当社の所有資金は、運転資金及び事業拡大に伴う、新サービスに関連するソフトウエア等の投資資金となっています。これらの資金については、営業キャッシュ・フローで獲得した自己資金を充当することを基本としておりますが、資金需要及び金利動向等の調達環境を考慮し、金融機関からの借入等、外部資金を調達する場合があります。

また、資金の流動性については、当事業年度末現在、現金及び預金が1,352,454千円あり、事業運営上、必要な資金は確保されていますが、より一層、十分な流動性を維持していく考えであります。

 

⑤ 経営成績に重要な影響を与える要因について

当社の経営成績に重要な影響を与える要因については、「第2 事業の状況 3 事業等のリスク」に記載のとおりであります。当社は、常に、事業環境に留意するとともに、組織体制の整備、優秀な人材の確保等により、リスク要因に対応してまいります。

 

⑥ 経営者の問題意識と今後の方針について

当社は、あらゆるデータを様々な分析手法で活用し、革新的ソリューションを提供することにより、「マーケティングソリューションで日本を代表する企業へ」というビジョンのもと、マーケティングの効率化・品質向上を支援するソリューション事業、データアナリストによるデータ解析、コンサルテーションを実施するアナリティクス事業を拡大してまいりました。

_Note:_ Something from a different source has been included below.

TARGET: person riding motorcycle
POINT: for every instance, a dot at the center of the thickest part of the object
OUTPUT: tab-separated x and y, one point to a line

今後の方針としましても、引き続き市場の拡大が見込まれる当該事業領域へ経営資源を投入することで中長期の持続的な成長を目指してまいります。経営者の問題意識と今後の方針につきましては、「第2 事業の状況 1 経営方針、経営環境及び対処すべき課題等」をご参照ください。

 

 経営戦略の現状と見通し

経営戦略の現状と見通しについては、「第2 事業の状況 1 経営方針、経営環境及び対処すべき課題等」をご参照ください。